Padre e figlio ricoverati in terapia intensiva, il figlio più giovane si salva, il papà più anziano non ce la fa. È la storia di Giovanni Zampino e di suo padre Antonio, 41 anni il primo, 76 il secondo, raccontata dal quotidiano La Stampa di Torino, che pubblica anche la foto postata sui social da Giovanni, che abbraccia suo padre in casa. L’influenza è arrivata circa un mese fa al figlio, con tosse e febbre a 38: dopo qualche giorno i sintomi si fanno più gravi, anche il papà viene contagiato, ed entrambi finiscono in ospedale. «Quella è stata l’ultima volta che ho visto mio padre, ho scoperto che era morto quando mi è arrivato un messaggio di condoglianze – racconta a La Stampa – mio fratello ha preferito non dirmi nulla dato che sono ancora in ospedale».

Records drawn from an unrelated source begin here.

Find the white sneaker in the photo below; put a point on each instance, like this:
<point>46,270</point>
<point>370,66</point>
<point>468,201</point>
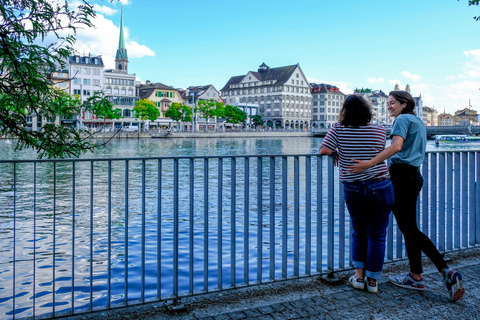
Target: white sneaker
<point>357,283</point>
<point>372,287</point>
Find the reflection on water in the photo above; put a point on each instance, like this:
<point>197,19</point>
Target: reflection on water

Quando padre e figlio sono stati portati via in ambulanza, lo sguardo dei vicini era eloquente: «Mi sono sentito un appestato, gli occhi delle persone non li dimenticherò mai», dice Giovanni, che viveva con suo padre da un anno e mezzo, da quando la mamma era morta e l’anziano papà aveva bisogno del suo aiuto. Il figlio 41enne ora sta meglio, ma il suo messaggio è chiaro: «Questo non è un gioco, ho perso un padre e non ho potuto salutarlo mentre moriva da solo in un letto di ospedale, in un reparto in cui nessuno dei parenti è potuto entrare». «Vedo ancora troppi giovani in giro che se ne fregano: questa non è un’influenza, l’influenza non ti manda in terapia intensiva».